AT₂ receptors have recently been linked to modulation of tyrosine phosphatase activity (Bottari et al., 1992; Kambayashi et al., 1993a, 1993b). If these receptors are present in aortic vasculature and activated at the same time as the AT₁ receptor, the signal transduction pathways activated by AT₂ receptors may balance those stimulated by the AT₁ receptor such that tyrosine kinase inhibitors might not be effective. Our data suggest that AT₂ receptors do not mediate Ang II-induced contraction, nor do they mask AT₁ receptor mediated tyrosine kinase activation. Thus, it is the AT₁ receptor that is primarily responsible for Ang II-induced contraction.

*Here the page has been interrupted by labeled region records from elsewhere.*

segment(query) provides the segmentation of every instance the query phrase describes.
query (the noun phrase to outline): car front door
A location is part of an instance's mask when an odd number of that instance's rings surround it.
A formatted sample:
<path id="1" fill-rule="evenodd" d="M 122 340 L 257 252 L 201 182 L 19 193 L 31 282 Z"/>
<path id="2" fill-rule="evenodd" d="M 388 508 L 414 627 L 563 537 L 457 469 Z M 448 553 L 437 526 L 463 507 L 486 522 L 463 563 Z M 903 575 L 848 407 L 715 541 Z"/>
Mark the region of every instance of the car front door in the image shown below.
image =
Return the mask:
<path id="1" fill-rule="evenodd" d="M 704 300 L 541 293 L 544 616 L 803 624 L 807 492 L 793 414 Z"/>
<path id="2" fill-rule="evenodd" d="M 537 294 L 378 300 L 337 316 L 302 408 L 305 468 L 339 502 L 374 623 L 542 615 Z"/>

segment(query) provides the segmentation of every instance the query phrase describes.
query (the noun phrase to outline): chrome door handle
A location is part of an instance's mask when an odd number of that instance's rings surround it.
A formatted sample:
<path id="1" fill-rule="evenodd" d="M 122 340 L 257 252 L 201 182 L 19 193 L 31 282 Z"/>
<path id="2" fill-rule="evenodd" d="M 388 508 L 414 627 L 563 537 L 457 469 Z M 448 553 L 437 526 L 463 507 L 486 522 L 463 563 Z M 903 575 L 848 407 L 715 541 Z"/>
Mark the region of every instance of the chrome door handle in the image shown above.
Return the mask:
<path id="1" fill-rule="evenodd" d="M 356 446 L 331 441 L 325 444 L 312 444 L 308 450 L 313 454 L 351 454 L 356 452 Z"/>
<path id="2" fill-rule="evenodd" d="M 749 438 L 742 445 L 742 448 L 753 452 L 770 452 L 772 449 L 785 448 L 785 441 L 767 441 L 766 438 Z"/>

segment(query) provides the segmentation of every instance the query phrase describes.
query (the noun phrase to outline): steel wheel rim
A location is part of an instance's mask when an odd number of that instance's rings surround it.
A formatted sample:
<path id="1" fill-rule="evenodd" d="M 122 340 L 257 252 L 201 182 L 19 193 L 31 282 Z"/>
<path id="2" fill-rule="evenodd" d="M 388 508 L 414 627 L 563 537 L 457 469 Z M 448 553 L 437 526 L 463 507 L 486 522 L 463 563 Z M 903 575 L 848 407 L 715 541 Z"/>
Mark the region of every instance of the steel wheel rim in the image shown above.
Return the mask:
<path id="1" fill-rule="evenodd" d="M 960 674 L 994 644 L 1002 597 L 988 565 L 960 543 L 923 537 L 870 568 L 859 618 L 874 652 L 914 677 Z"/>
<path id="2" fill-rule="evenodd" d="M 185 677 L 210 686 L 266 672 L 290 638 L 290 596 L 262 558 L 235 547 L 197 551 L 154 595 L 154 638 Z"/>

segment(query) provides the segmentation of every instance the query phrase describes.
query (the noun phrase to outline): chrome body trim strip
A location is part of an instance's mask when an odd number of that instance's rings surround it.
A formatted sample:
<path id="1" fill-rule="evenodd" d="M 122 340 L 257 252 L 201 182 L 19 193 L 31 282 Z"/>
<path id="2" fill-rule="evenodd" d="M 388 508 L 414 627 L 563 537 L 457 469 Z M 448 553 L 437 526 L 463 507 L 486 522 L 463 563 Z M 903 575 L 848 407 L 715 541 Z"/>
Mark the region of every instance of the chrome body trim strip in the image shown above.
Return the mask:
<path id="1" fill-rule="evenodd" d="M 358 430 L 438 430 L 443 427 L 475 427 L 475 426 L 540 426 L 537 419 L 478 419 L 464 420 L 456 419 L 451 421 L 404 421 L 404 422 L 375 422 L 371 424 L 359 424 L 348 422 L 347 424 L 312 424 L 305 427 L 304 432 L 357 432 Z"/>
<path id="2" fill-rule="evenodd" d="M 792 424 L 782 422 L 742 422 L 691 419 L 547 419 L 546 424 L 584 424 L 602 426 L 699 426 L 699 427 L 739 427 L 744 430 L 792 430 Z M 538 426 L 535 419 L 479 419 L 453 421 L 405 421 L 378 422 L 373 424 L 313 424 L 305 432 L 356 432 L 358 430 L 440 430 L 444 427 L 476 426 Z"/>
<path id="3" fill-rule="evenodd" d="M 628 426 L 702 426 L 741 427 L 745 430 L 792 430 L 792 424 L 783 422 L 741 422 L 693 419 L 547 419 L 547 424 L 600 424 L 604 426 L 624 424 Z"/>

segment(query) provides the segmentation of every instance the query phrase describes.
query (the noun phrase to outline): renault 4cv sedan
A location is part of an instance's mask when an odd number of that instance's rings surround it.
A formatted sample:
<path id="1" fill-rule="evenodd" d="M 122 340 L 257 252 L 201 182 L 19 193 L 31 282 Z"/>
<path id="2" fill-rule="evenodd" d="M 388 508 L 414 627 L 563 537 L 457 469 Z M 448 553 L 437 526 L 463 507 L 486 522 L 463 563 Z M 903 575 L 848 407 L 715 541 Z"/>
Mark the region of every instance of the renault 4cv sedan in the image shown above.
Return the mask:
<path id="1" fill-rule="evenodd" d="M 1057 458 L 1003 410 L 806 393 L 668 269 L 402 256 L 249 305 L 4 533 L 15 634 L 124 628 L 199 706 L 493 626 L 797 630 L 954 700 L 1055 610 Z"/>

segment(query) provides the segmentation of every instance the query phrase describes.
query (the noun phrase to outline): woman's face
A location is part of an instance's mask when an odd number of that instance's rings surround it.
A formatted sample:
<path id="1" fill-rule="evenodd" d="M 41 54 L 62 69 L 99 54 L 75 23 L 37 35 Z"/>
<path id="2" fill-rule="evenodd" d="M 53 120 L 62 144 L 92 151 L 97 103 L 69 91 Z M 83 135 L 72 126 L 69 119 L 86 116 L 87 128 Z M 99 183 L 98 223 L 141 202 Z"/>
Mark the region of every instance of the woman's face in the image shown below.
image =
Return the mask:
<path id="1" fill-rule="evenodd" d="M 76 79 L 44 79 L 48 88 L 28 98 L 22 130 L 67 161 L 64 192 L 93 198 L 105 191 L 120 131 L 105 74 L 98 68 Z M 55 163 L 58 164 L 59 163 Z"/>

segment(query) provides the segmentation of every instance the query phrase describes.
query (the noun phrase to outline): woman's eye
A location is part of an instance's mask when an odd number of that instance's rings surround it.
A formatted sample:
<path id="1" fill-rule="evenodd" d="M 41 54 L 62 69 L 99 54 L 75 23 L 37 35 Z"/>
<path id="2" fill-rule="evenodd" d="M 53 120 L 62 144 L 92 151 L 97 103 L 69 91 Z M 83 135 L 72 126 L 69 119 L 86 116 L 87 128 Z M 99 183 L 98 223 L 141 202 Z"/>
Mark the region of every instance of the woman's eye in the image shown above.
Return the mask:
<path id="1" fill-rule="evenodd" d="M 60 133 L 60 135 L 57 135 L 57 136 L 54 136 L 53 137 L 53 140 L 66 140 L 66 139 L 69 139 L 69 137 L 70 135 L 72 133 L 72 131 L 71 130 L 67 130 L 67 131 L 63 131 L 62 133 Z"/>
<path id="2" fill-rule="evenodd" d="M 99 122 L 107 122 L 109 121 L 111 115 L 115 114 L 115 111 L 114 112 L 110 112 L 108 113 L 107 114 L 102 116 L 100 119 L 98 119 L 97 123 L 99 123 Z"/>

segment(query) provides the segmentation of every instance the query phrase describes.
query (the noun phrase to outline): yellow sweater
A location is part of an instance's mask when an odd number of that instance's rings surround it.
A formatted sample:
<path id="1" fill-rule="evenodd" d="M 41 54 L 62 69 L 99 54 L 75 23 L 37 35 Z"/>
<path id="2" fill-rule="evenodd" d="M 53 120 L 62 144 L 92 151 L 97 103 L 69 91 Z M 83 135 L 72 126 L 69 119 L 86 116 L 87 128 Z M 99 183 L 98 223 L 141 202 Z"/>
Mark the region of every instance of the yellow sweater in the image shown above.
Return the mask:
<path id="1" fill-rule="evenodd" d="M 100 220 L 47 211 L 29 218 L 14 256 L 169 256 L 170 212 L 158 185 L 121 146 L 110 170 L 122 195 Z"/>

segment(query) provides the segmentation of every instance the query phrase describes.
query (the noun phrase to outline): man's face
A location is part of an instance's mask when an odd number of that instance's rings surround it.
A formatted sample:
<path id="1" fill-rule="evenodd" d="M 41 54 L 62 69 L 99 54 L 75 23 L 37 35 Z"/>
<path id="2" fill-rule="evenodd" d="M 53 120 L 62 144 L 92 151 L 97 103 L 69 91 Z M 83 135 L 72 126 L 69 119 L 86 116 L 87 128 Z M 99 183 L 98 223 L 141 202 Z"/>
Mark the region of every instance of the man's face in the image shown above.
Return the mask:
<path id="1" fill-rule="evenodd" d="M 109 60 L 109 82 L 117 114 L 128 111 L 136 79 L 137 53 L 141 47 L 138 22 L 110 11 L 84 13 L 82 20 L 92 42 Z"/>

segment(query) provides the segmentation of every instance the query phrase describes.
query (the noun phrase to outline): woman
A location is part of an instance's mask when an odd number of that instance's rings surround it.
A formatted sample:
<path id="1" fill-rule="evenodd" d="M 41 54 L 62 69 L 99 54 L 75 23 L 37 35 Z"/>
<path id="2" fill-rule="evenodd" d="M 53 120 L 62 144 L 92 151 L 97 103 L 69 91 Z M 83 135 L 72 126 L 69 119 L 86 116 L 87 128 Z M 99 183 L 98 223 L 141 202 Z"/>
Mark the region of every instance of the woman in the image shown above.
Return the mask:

It is clear that agonists of G protein-coupled receptors can modulate vascular smooth muscle contraction via classic pathways and, as recently revealed, tyrosine kinase-dependent pathways. This does not, however, appear to be true for all agonists as we have demonstrated a disssociation of Ang II-induced contraction and protein tyrosyl-phosphorylation; the reasons for this are not obvious. Our results with respect to the involvement of the MAPK and/or tyrosine kinase-dependent pathway in Ang II-induced contraction differ from those of Sauro et al. (1996) in which Ang II was administered to the conscious rat intraperitoneally and the aorta harvested later (0-30 min). Western analyses of aortic homogenates showed phosphorylation of two proteins of ~55 kDa in size; phosphorylation of Erk1/2 was not addressed. Sauro et al. (1996) also demonstrated that Ang II-induced maximal aortic contraction in vitro could be slightly reduced by tyrphostin (100 µM) in endothelium-denuded rings. It is important to note that while we have shown dissociation of MEK activation from Ang II-induced contraction in the rat aorta, this pathway may very well be important in smaller vessels of the rat (Molloy and Sauro, 1996). Understanding the ability of Ang II to activate this pathway, and its pursuant actions, is important as Ang II is a mitogen (Dubey et al., 1992; Huwiler et al., 1995; Leduc et al., 1995), can potentiate the mitogenic effects of EGF (Sambhi et al., 1992) and clearly plays a role in some forms of hypertension.

In summary, we have presented evidence that Ang II-induced contraction in the endothelium-denuded rat aorta is mediated solely through activation of an AT₁ receptor and cannot be blocked by the general tyrosine kinase inhibitor genistein, the MEK inhibitor PD098059 or enhanced by the tyrosine phosphatase inhibitor sodium orthovanadate; contraction could be inhibited by tyrphostin B42, but this inhibition is likely due to blockade of calcium channels. Western analyses demonstrated that Ang II is capable of activating MEK in both aortic cells and whole aorta. Thus, Ang II-induced contraction is not dependent on activation of the MAPK pathway in the rat aorta.